Name: TheBloke/Baize-v2-7B-SuperHOT-8K-fp16 API
Brand: Featherless.ai
Price: 10.00 USD
Availability: InStock
Author: TheBloke

Model Overview

This model, TheBloke/Baize-v2-7B-SuperHOT-8K-fp16, is a 7 billion parameter LLaMA-based language model. It is a merge of two distinct projects:

Project Baize's Baize 7B v2: An open-source chat model fine-tuned with LoRA, utilizing supervised fine-tuning (SFT) and self-distillation with feedback (SDF). Baize models are designed for detailed conversational AI, requiring a specific prompt format ([|Human|] and [|AI|]).
Kaio Ken's SuperHOT 8K: A prototype LoRA focused on extending context, specifically to 8K tokens, using a technique described in a GitHub blog. This version is noted for having no RLHF.
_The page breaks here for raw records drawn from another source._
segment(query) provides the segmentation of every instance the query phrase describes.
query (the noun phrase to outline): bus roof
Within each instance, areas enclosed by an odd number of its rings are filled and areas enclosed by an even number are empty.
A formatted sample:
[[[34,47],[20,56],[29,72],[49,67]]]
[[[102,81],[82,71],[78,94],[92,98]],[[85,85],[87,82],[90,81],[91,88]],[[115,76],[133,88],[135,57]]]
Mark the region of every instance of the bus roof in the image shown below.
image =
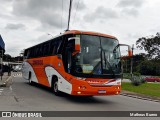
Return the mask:
[[[63,36],[63,35],[68,35],[68,34],[95,35],[95,36],[102,36],[102,37],[108,37],[108,38],[112,38],[112,39],[117,39],[117,38],[114,37],[114,36],[107,35],[107,34],[103,34],[103,33],[91,32],[91,31],[80,31],[80,30],[69,30],[69,31],[64,32],[63,34],[56,35],[56,36],[53,37],[52,39],[57,38],[57,37],[61,37],[61,36]],[[52,40],[52,39],[50,39],[50,40]],[[35,47],[35,46],[37,46],[37,45],[43,44],[43,43],[45,43],[45,42],[47,42],[47,41],[50,41],[50,40],[46,40],[46,41],[44,41],[44,42],[41,42],[41,43],[36,44],[36,45],[34,45],[34,46],[28,47],[28,48],[26,48],[26,49],[33,48],[33,47]],[[25,49],[25,50],[26,50],[26,49]]]
[[[96,35],[96,36],[102,36],[102,37],[109,37],[109,38],[117,39],[116,37],[111,36],[111,35],[98,33],[98,32],[91,32],[91,31],[69,30],[69,31],[66,31],[64,34],[87,34],[87,35]]]

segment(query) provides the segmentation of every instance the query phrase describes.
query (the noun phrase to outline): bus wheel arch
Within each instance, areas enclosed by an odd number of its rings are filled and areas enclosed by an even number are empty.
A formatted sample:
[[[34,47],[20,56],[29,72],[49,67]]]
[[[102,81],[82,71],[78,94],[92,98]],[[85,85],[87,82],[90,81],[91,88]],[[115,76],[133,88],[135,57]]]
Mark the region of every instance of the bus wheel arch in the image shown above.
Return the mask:
[[[60,91],[58,90],[58,77],[56,75],[52,76],[51,89],[55,95],[60,95]]]

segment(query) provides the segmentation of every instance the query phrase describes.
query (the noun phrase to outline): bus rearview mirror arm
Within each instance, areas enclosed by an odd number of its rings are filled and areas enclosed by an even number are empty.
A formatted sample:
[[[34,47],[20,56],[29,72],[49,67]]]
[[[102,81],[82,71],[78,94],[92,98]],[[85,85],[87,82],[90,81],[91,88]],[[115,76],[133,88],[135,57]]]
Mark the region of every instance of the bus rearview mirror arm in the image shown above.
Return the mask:
[[[132,57],[132,56],[133,56],[133,55],[132,55],[131,46],[130,46],[130,45],[127,45],[127,44],[118,44],[118,45],[114,48],[113,52],[115,52],[116,48],[117,48],[117,47],[120,47],[120,46],[128,46],[128,56],[129,56],[129,57]]]

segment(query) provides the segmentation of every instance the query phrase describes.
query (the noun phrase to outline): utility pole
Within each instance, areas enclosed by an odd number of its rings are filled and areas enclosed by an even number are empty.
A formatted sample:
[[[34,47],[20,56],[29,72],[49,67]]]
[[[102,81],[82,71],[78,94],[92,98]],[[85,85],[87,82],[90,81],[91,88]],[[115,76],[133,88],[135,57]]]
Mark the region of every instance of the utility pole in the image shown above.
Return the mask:
[[[134,50],[134,44],[132,45],[132,57],[131,57],[131,77],[133,77],[133,50]]]
[[[67,26],[67,30],[69,30],[69,23],[70,23],[70,17],[71,17],[71,8],[72,8],[72,0],[70,0],[70,5],[69,5],[69,16],[68,16],[68,26]]]

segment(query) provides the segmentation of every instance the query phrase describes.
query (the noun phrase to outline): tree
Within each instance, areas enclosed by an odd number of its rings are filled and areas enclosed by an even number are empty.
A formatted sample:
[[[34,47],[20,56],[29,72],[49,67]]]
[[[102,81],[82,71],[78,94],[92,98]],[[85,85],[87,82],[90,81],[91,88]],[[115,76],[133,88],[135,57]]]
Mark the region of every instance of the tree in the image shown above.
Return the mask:
[[[156,36],[142,37],[136,41],[137,48],[144,49],[148,58],[160,59],[160,33]]]

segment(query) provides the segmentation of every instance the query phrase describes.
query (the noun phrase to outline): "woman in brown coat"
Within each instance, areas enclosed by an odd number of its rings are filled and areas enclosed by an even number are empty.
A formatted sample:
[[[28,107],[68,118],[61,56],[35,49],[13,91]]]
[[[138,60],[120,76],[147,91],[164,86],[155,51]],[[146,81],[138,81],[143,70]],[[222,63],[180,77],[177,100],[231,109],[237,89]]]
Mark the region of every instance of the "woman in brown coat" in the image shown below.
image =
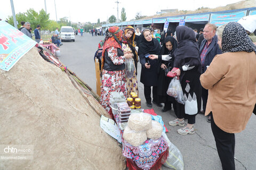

Key Capabilities & Features

Extended Context Window: Supports an 8K context length, enabled by the SuperHOT 8K merge and custom scaling during inference.
Conversational AI: Inherits the conversational fine-tuning from Project Baize, making it suitable for detailed chat interactions.
LLaMA Base: Built upon the LLaMA architecture, providing a robust foundation.
FP16 Format: Provided in fp16 pytorch format, ideal for GPU inference and as a base for further quantization or conversions.

Prompt Format: When using the Baize component, adhere to the [|Human|] and [|AI|] prompt format for optimal performance.
Context Scaling: Requires trust_remote_code=True or a monkey patch to properly utilize the 8K context length, with config.max_position_embeddings set to 8192.
No RLHF: The SuperHOT component was trained without RLHF, which may influence its response characteristics.